Shortcomings in the design of the system no doubt are partly a function of just plain poor design decisions, but also a result of the underlying system requirements being changed repeatedly, as recently as a month before the system was to go live (as reported here, among other places). And as for testing? Testimony in the recent congressional hearings on HealthCare.gov's rocky rollout imply that testing was at best an afterthought. Hey, let's build a massively complex IT system that's going to provide a vital service for millions of users and only spend two weeks testing before we shove it out the door—what could possibly go wrong?

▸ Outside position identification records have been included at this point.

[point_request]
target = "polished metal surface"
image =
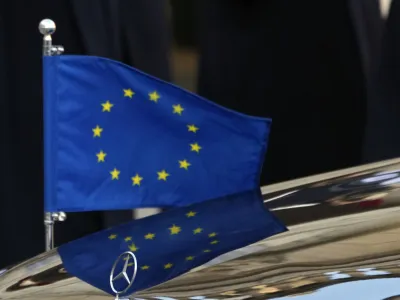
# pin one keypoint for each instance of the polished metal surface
(47, 27)
(343, 243)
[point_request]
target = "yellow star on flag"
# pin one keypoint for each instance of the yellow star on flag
(168, 266)
(97, 131)
(107, 106)
(184, 164)
(197, 230)
(174, 229)
(133, 247)
(191, 214)
(195, 147)
(101, 156)
(128, 93)
(178, 109)
(149, 236)
(115, 174)
(162, 175)
(192, 128)
(136, 180)
(154, 96)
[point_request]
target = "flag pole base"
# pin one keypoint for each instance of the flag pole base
(49, 219)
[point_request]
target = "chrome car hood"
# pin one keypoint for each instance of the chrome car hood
(343, 243)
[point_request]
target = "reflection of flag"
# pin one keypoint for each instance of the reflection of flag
(169, 244)
(116, 138)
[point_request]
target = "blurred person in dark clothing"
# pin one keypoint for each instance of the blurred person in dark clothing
(132, 31)
(305, 64)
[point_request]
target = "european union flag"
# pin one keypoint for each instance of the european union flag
(116, 138)
(169, 244)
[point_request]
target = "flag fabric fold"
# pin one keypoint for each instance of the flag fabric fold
(116, 138)
(171, 243)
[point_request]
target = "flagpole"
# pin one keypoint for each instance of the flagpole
(47, 27)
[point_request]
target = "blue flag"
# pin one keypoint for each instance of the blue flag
(116, 138)
(171, 243)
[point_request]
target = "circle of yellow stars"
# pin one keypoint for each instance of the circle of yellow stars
(163, 175)
(173, 230)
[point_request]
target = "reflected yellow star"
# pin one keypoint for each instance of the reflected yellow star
(168, 266)
(174, 229)
(162, 175)
(136, 180)
(101, 156)
(191, 214)
(154, 96)
(149, 236)
(133, 247)
(128, 93)
(107, 106)
(97, 131)
(184, 164)
(197, 230)
(178, 109)
(192, 128)
(115, 174)
(195, 147)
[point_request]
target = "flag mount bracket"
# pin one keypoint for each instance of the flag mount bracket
(47, 27)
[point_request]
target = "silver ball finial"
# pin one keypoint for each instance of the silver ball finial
(47, 27)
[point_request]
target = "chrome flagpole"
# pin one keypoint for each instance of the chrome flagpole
(47, 27)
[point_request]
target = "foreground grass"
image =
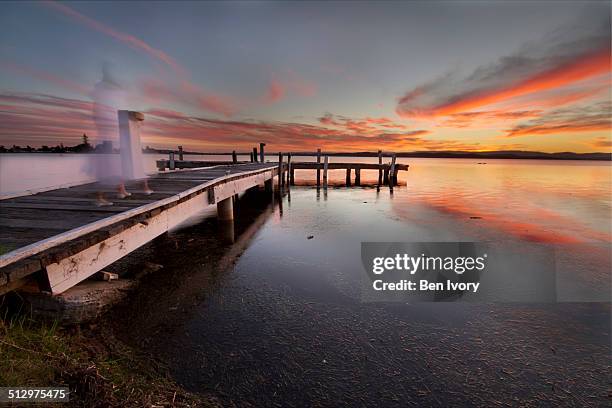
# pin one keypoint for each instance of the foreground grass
(100, 371)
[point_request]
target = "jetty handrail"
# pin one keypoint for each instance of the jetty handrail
(40, 246)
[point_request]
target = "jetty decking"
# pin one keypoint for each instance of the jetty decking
(61, 236)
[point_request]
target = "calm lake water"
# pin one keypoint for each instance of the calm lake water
(277, 316)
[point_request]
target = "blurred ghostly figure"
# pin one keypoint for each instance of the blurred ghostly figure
(108, 98)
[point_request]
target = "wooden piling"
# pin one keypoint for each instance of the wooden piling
(392, 172)
(318, 169)
(325, 165)
(281, 179)
(380, 170)
(171, 165)
(288, 169)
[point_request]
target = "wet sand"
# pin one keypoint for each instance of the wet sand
(264, 322)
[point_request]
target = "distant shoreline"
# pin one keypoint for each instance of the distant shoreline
(520, 155)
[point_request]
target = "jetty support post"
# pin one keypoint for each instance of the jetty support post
(171, 164)
(225, 215)
(393, 172)
(325, 165)
(288, 169)
(318, 167)
(269, 185)
(380, 168)
(225, 209)
(129, 143)
(281, 180)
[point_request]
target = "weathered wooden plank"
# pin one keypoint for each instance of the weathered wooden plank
(69, 271)
(58, 249)
(90, 200)
(343, 166)
(93, 207)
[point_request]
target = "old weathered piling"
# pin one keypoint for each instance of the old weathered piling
(318, 169)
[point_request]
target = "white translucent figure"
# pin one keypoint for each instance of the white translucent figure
(109, 97)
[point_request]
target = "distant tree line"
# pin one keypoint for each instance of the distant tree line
(83, 147)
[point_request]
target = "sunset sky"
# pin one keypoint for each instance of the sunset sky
(347, 76)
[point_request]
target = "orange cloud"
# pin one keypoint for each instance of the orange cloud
(584, 67)
(42, 119)
(45, 76)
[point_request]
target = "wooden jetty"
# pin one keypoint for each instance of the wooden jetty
(60, 237)
(387, 172)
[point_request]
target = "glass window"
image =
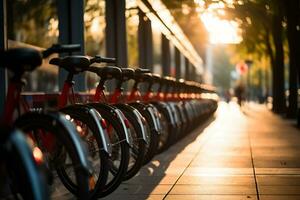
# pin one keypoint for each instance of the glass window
(172, 60)
(34, 23)
(132, 22)
(94, 24)
(156, 34)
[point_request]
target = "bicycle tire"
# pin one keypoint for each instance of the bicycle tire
(154, 136)
(138, 141)
(24, 174)
(84, 117)
(107, 112)
(32, 121)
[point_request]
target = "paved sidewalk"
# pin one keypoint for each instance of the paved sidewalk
(252, 154)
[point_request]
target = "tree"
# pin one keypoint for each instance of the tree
(292, 12)
(261, 23)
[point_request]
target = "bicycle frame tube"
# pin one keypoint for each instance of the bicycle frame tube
(64, 96)
(12, 101)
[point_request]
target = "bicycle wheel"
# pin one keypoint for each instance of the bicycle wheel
(23, 176)
(119, 160)
(61, 146)
(168, 127)
(89, 133)
(153, 135)
(137, 151)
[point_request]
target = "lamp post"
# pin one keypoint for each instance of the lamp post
(249, 63)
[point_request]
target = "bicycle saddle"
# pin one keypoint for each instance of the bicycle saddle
(127, 73)
(156, 78)
(20, 60)
(144, 77)
(107, 72)
(73, 64)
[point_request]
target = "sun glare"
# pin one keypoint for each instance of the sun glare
(220, 31)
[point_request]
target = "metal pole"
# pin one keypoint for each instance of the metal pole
(3, 45)
(166, 57)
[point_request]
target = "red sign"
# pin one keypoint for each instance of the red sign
(241, 68)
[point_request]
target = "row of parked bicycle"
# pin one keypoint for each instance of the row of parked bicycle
(90, 147)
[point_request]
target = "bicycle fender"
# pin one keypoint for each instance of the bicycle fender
(60, 122)
(120, 117)
(96, 117)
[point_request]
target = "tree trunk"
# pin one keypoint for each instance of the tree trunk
(294, 53)
(279, 105)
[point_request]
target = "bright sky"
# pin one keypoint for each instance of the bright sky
(220, 31)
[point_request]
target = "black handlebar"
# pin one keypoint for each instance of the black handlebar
(61, 48)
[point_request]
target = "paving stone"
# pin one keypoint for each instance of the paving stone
(211, 197)
(213, 189)
(290, 180)
(279, 197)
(216, 180)
(133, 197)
(279, 189)
(143, 189)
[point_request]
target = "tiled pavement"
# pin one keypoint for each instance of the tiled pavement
(249, 154)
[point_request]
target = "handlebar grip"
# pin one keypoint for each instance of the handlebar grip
(101, 59)
(58, 48)
(69, 48)
(143, 71)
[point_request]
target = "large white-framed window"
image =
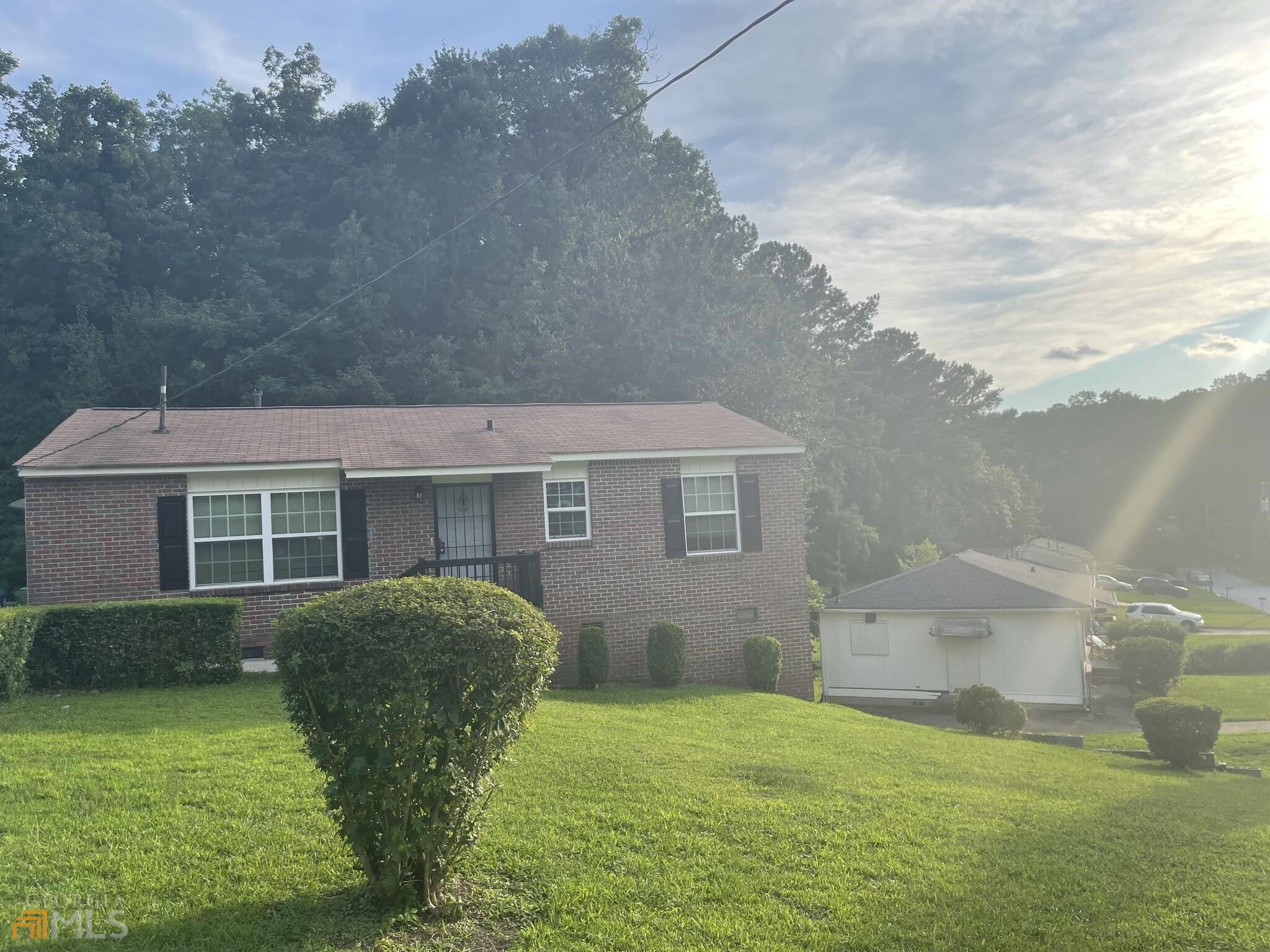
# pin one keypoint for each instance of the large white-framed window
(710, 522)
(568, 508)
(260, 539)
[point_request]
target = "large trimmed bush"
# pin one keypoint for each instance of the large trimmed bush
(150, 644)
(592, 656)
(1178, 731)
(408, 692)
(1155, 628)
(667, 654)
(982, 708)
(762, 654)
(17, 630)
(1150, 664)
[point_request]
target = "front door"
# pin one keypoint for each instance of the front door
(465, 526)
(963, 655)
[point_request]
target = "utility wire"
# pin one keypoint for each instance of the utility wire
(644, 100)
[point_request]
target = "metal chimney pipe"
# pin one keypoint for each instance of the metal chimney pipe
(163, 400)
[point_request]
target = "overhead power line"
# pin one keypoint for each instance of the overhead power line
(625, 115)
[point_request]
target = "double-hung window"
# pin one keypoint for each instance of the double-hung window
(567, 509)
(710, 513)
(257, 539)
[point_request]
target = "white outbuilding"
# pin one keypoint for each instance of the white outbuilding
(970, 619)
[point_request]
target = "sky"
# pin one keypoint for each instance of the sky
(1070, 195)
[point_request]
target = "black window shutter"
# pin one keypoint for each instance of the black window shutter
(352, 526)
(173, 545)
(672, 517)
(751, 517)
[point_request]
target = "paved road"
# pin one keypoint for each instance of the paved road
(1241, 589)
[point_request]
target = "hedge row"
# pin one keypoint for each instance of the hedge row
(17, 628)
(148, 644)
(1253, 658)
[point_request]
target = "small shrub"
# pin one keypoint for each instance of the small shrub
(1155, 628)
(666, 654)
(1208, 659)
(762, 654)
(1250, 658)
(408, 692)
(148, 644)
(592, 656)
(1150, 664)
(984, 710)
(17, 630)
(1178, 731)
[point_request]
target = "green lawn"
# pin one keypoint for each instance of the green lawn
(1238, 749)
(641, 819)
(1242, 697)
(1219, 612)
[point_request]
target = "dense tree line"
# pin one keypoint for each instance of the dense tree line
(189, 234)
(1151, 482)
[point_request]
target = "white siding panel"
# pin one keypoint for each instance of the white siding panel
(230, 482)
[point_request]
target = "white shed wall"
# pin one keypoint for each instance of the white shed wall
(1032, 656)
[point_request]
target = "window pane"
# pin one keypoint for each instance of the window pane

So… let me finally come to my point, which was… oh, yes: IT projects are hard. Lots of them fail abysmally and the bigger they are, the more spectacularly they fail. But this is not some new revelation, it's an established phenomenon you can read about here or here or here, or many other places. The President himself has tried to make the point that the ACA is more than a web site, but that's really missing the point. For those people who want to, or have to, sign up for insurance, HealthCare.gov is the ACA, or at least the primary manifestation of it in their own lives. It's also the most visible part of the ACA for the media; surely the Obama administration understood that if this web site was not working smoothly from day one, the administration was going to be pilloried in the press and it would be—fairly or unfairly—a major I-told-you-so moment for the Republicans. From what I'm reading now, for anyone on the inside of this project it must have been pretty clear, for a pretty long time, that it wasn't going to end well, and yet there are few or no indications that any sort of measures were taken to address that. This is not a technical failure so much as a management failure of the first order.



The administration's attempts at damage control have also been fairly laughable. First they tried to downplay the problems as "glitches", a cute word that sort of implies this is just a temporary and minor inconvenience; but it's not a "glitch" when the only reliable thing about the system is that the damned thing won't work when you try to use it. And trying to put things in perspective by talking about how the Massachusetts healthcare program got off to a slow and rocky start, or about how IT projects in general often have problems, is just making excuses—if you knew about these potential pitfalls, why didn't you take measures to keep from getting tripped up by them instead of just making the same mistakes as everyone else?

Then there were apologies and expressions of frustration from on high, and assurances that the whole thing will be working fine by the end of November—we shall see, but I'm not holding my breath because I think it will take a few months to do all the testing and rework that should have been done before the thing went live. We also heard that even if the web site isn't working, one can sign up by phone or mail, but what goes unmentioned is that the people who then do the processing  for you use basically the same unreliable system to do so.

Compounding the trouble with HealthCare.gov are the many reports that people who were repeatedly assured by the President that "if you like your insurance, you can keep it" are finding out that isn't true. It is true that most of the people affected are getting their coverage dropped because that coverage doesn't meet ACA standards, and what they can get to replace it is probably going to be a far better plan than the one they lost. But strictly speaking, what the President said simply wasn't true and so that becomes one more unnecessary black mark against the program in the eyes of so many.

I really want to see the ACA succeed. I suspect, or at least hope, that a year or two from now, things will be running reasonably smoothly, people who could not previously get decent, affordable health insurance will be quite happy, and like Social Security or Medicare, the ACA will be just another part of the social services landscape that nobody seriously questions. But for now, I'm just appalled at the amateurish way this thing was rolled out.